Bernardo Vaz Lobo Teixeira de
Vasconcelos nasceu na Casa do Marvão, em S. Romão do Corgo (Celorico da Beira), em 7 de
Julho de 1902.
Depois de ter feito os
preparatórios no Colégio de Lamego, foi estudar para a Universidade de Coimbra.
Ali se expandiu a sua alma de fogo
em actividade, fecunda em obras de apostolado :
como membro das Conferências de S. Vicente de Paulo; como redactor da revista
Estudos, órgão do C.A.D.C. (Centro
Académico de Democracia Cristã); como Vice-Presidente da direcção do mesmo C.A.D.C. e Presidente da liga Eucarística,
criada no C.A.D.C. para vivificar a
piedade dos sócios.
Em Agosto de 1924 entrou na Ordem de S. Bento.
Professou em 29 de Setembro de 1925.
Recebeu Ordens Menores em 5 e 6 de Janeiro de
1929.
Subir os degraus do altar, ser
ordenado Sacerdote, era a grande aspiração da sua alma, mas quis oferecer ao
Senhor o sacrifício heróico de ficar privado da dignidade sacerdotal.

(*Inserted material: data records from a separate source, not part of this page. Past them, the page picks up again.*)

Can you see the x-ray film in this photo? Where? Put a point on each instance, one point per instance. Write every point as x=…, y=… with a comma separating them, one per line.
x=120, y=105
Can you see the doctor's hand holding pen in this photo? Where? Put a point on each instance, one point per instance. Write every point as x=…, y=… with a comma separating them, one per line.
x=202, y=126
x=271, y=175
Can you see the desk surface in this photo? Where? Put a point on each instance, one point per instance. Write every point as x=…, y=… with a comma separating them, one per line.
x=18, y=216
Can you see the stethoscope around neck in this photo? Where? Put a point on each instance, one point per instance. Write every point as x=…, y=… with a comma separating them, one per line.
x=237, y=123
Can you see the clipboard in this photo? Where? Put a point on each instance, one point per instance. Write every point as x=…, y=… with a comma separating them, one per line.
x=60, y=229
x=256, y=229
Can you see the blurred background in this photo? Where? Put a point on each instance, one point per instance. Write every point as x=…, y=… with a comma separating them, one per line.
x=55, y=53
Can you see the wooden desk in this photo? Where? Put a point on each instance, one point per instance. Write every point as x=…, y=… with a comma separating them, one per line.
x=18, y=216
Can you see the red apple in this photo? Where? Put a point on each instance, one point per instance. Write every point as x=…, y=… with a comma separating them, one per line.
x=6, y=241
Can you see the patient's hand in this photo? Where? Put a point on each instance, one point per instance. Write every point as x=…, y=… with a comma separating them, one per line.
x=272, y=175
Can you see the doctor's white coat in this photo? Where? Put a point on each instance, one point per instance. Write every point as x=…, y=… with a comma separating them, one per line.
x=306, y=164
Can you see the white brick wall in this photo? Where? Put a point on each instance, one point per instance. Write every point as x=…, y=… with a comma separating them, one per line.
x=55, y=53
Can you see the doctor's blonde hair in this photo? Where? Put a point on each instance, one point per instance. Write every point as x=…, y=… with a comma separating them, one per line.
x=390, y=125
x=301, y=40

E Deus aceitou o seu sacrifício. D.
Bernardo, como se ficou a chamar como Beneditino, foi uma hóstia em sangue,
sofrendo em seu corpo os duros golpes com que Deus imolava a sua vítima.
Sofreu, com resignação edificante,
operações repetidas, dolorosíssimas, que lhe mutilavam a carne, a ponto de ele
próprio chamar ao seu corpo uma "casa esburacada"; sofreu raspagem de
ossos, extracção quase diária de pus das feridas, que eram chagas abertas no
corpo; sofreu a imobilidade da cama, febre persistente, dores de intestinos e
de rins, dificuldades de digestão, e perturbações do coração.
O seu constante e multímodo
sofrimento, aceite generosamente com alegria, prolongou-se durante seis anos,
em hospitais e sanatórios, no Porto, na Falperra, na Póvoa de Varzim e na Foz
do Douro, até à madrugada de 4 de Julho
de 1932, em que D. Bernardo, aos trinta
anos, entregou a sua alma a Deus, invocando a SS. Trindade, dizendo :
- Não chorem : eu vou para o céu... Jesus ... Jesus... Eu sou todo de Jesus!..
Desde então, numerosos peregrinos
acorrem frequentemente ao túmulo de D. Bernardo, na freguesia onde nasceu.
Invocam a sua intercessão e
agradecem os favores que, por seu intermédio, têm obtido.